Digital electronic systems typically utilize very large scale integrated circuit ("VLSI") blocks. VLSI blocks, are interconnected to each other within an electronic system by electronic conductors that act as transmission lines. Digital HI and LO signals are represented by two distinct voltage levels presented on the conductors. A "driver" forming part of one VLSI block couples a transmitting VLSI block to the transmission lines. Similarly, a "receiver" forming part of a receiving VLSI block, couples the receiving VLSI block to the lines. Each driver and receiver typically comprises a plurality of transistors formed on the respective VLSI blocks.
The transistors forming the drivers and receivers are coupled to ground points on the VLSI blocks. These ground points, however, are not at the same potential as the external ground potential of the VLSI packages. Drivers are coupled to the external ground connection through a package impedance. This package impedance typically has resistive, inductive, and capacitive components and is therefore a source of electrical noise present when a driver output switches from LO to HI or HI to LO. This noise is typically referred to as a "ground bounce".
At the receiver, binary HI and LO signals are typically distinguished by their voltage levels relative to the receiver package ground. Signals that exceed a threshold voltage level represent a digital HI while signals that fall beneath another threshold voltage represent a digital LO. As will be appreciated, the presence of noise from the transitioning signal at the transmitter, may cause a signal not intended to cross a threshold to cross this threshold, as sensed at a receiver. This, in turn, may lead to errors in the received signal.
Numerous digital drivers and receivers address this problem. For example, the gunning transceiver logic ("GTL") family as more particularly described in U.S. Pat.
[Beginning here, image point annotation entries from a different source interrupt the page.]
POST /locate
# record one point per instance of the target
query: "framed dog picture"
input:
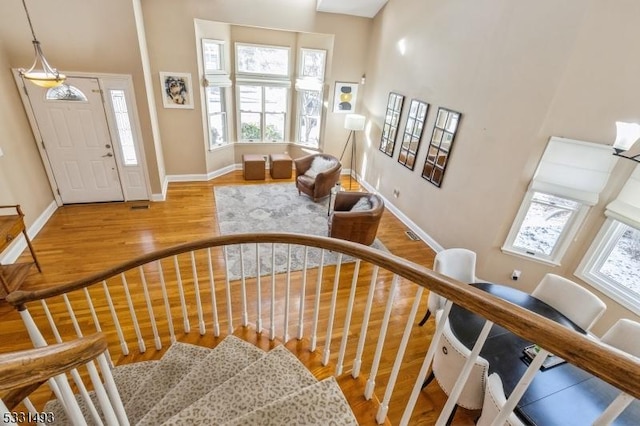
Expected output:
(177, 91)
(344, 97)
No. 5,023,488 uses low voltage swings that reduce transient effects of parasitic impedances, including package impedances. As well, this patent discloses clamping the drain to source of a GTL driver to reduce the rate at which current is drawn so as to provide increased damping for noise due to transient voltages.
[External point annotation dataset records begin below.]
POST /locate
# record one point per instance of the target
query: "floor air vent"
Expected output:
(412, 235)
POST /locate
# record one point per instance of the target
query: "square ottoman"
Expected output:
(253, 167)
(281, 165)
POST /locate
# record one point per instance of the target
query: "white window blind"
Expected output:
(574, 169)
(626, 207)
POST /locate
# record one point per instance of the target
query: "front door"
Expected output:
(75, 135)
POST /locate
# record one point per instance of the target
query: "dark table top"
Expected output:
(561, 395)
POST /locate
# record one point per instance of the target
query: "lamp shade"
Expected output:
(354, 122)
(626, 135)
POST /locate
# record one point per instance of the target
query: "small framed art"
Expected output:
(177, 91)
Still other logic families use differential outputs. As the effect of parasitic impedances is the same for both outputs of a differential pair, differential signals naturally reject common mode noise. Differential signals, however, require double the number of outputs for a transmitting VLSI block; double the number of transmission lines interconnecting the transmitting VLSI block to the receiving VLSI block; and double the number of inputs at the receiving VLSI block. As will be appreciated, it would often be desirable to eliminate these extra inputs, outputs and interconnects.
Accordingly, an alternative to known approaches to reduce the effects of package impedance in digital transmitters and receivers is desirable.